Observation: Like any large city, Detroit is filled with memorials for the dead. There are traditional cemeteries throughout with gorgeous headstones and mausoleums honoring the deceased. But you also see many other types that are often more personal and/or unique – small murals on the side of a building or on the back of a garage with short details about this person someone loved, large murals of famous people like Aretha Franklin playing to a broader audience, and graffiti artists honoring those people close to them, often fellow artists they respect. But the two examples that strike me harder every time are the site of dozens of identical empty alcohol bottles piled up on someone’s abandoned front porch or when tons of stuffed animals are tied to a tree in front of a home or to a fence over a highway. Both of these displays obviously represent different ages and different situations, but they both tend to make me sad because they often represent the harder parts of a city struggling with its own demons. A tombstone could represent someone who lived 100 years and had a full, wonderful life, but those Patron bottles or that teddy bear represent someone whose life was cut way too short.
Note: Substitute pic from a previous ride for the featured pic.
Distance: 00.00 miles (two flats, so had to start over the next morning)

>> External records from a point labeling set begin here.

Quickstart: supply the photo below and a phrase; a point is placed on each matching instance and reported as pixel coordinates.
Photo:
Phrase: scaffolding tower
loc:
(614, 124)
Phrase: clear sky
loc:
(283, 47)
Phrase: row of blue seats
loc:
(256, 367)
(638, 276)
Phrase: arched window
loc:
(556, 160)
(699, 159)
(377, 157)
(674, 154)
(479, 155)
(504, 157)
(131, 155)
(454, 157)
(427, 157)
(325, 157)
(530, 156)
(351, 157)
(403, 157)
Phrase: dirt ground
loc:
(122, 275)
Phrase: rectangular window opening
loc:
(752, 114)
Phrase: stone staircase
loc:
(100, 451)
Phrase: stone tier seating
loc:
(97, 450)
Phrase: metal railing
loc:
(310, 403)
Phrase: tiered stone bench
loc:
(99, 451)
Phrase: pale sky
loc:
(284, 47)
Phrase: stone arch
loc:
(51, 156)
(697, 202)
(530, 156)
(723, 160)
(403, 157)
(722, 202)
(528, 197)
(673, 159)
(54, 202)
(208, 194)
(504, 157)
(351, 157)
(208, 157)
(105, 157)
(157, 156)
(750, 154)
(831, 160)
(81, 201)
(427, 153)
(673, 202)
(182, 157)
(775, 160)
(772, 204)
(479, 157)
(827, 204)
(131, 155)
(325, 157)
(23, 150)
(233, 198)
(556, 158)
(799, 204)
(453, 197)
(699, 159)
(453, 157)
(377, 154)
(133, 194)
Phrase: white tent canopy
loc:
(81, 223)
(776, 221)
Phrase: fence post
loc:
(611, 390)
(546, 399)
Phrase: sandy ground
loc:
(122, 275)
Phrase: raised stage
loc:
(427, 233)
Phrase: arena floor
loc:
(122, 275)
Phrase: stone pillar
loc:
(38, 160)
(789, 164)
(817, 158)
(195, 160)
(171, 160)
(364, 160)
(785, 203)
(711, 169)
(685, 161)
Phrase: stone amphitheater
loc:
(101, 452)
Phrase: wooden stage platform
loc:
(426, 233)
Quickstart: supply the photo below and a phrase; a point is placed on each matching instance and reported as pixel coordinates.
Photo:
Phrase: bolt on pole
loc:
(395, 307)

D-Fact: In 1928, the Detroit Police Department sent the first successful one-way radio link between police headquarters and cruisers in the city. Detroit Patrolman Kenneth Cox and engineering student Robert L. Batts built a stable radio receiver and antenna system that changed the speed at which the police could respond to emergencies. The Detroit Police were also the first department in the nation to dispatch patrol cars regularly by radio.